In images, in picturesIt is with close-up faces and fuzzy bodies in motion that the Japanese photographer captured the dizziness and rage of the Tokyo art scene in the 1960s. A work little known in France to be discovered at the Maison européenne de la photography, in Paris, as soon as the museums reopen.
The 1960s, in Japan, made the country tremble on its foundations. During this “Japanese spring”, strikes and violent demonstrations follow one another without stopping – against the American bases, against urban changes, against industrial pollution… As in echo, the artists also rebel against the established order and tradition, in an unprecedented provocative and creative bubbling. Shomei Tomatsu (1930-2012), tutelary figure of Japanese photography, accompanied by his images the most radical inventions of the avant-garde of the time.
Little is known about this major artist in France, except for his images of the aftermath of the Hiroshima bomb. His work is however more varied, and of a rare expressive power – it will be on display at the European House of Photography (MEP), in Paris, alongside that of his compatriot Daido Moriyama, when the museums can reopen.
“In most of his images, we have very little information, we don’t really know what’s going on. “ Simon Baker, Director of the MEP
Faced with the political and social changes of a country won by Americanization and industrialization and which he no longer recognizes, Tomatsu does not content himself with using his device to record what he sees, but uses it. rather to translate reality into a new language and to experience things in a new way. “He saw no future in documentary photography, explains the director of the CRM, Simon Baker. In most of his images, we have very little information, we don’t really know what’s going on. ”

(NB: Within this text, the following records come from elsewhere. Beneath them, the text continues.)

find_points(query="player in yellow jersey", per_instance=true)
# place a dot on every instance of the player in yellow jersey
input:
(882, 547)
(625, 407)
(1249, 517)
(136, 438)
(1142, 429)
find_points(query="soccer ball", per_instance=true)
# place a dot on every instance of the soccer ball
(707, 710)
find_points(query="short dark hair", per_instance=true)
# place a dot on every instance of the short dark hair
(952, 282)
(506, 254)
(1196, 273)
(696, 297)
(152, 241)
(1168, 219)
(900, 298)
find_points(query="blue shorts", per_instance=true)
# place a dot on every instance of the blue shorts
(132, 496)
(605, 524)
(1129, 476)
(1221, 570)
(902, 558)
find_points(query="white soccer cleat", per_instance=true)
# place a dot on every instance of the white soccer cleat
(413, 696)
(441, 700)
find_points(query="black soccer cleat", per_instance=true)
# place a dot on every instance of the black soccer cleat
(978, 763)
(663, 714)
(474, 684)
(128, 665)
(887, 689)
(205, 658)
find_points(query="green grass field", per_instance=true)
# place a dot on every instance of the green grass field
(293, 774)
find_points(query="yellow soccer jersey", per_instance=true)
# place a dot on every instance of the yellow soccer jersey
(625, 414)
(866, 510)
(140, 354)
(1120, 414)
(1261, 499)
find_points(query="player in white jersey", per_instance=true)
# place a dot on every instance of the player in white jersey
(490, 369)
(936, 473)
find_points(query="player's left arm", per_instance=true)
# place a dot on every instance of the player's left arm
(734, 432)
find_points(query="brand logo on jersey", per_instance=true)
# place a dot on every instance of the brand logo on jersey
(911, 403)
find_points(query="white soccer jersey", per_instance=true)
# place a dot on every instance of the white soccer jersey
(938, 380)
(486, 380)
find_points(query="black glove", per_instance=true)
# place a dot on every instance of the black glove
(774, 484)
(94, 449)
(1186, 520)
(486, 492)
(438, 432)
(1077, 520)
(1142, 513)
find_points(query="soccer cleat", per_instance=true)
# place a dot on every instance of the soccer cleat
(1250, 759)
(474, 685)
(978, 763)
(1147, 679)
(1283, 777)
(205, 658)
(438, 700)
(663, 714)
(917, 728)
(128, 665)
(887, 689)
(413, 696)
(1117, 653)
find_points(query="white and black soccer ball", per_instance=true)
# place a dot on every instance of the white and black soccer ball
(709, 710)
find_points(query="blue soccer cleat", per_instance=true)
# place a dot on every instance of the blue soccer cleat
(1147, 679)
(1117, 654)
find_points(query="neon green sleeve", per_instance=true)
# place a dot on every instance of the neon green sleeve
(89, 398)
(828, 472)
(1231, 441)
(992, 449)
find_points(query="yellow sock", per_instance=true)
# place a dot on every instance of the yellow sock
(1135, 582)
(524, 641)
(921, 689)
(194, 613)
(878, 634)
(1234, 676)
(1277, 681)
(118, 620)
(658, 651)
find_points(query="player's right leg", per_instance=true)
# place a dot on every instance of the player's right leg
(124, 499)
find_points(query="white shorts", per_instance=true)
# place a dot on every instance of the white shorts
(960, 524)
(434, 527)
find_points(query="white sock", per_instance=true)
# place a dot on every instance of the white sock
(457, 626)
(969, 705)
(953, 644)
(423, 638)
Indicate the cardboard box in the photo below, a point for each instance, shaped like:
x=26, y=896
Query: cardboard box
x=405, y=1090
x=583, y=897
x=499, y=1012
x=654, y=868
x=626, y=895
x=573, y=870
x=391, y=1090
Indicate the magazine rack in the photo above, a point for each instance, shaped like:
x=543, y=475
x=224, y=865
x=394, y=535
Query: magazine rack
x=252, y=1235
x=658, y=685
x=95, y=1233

Without ever belonging to one of the many groups and collectives formed in the 1960s and 1970s, Shomei Tomatsu was close to many of the great figures of the Japanese avant-garde, who met to discuss, debate and drink shots in the neighborhood. hot from Shinjuku. “All these artists, who did not necessarily share the same ideas, formed a kind of community, like the surrealists in the Paris of the years 1920 “, explains Simon Baker.
Prostrate, naked as worms
The performance is then a privileged means of expression: Tomatsu thus accompanies seven actors who do not know each other and locks himself with them in a hotel room, Room 541, for forty-eight hours for an extreme experience – his images. where they end up prostrate, naked as worms, will be published in a magazine at the same time as the report of their exchanges.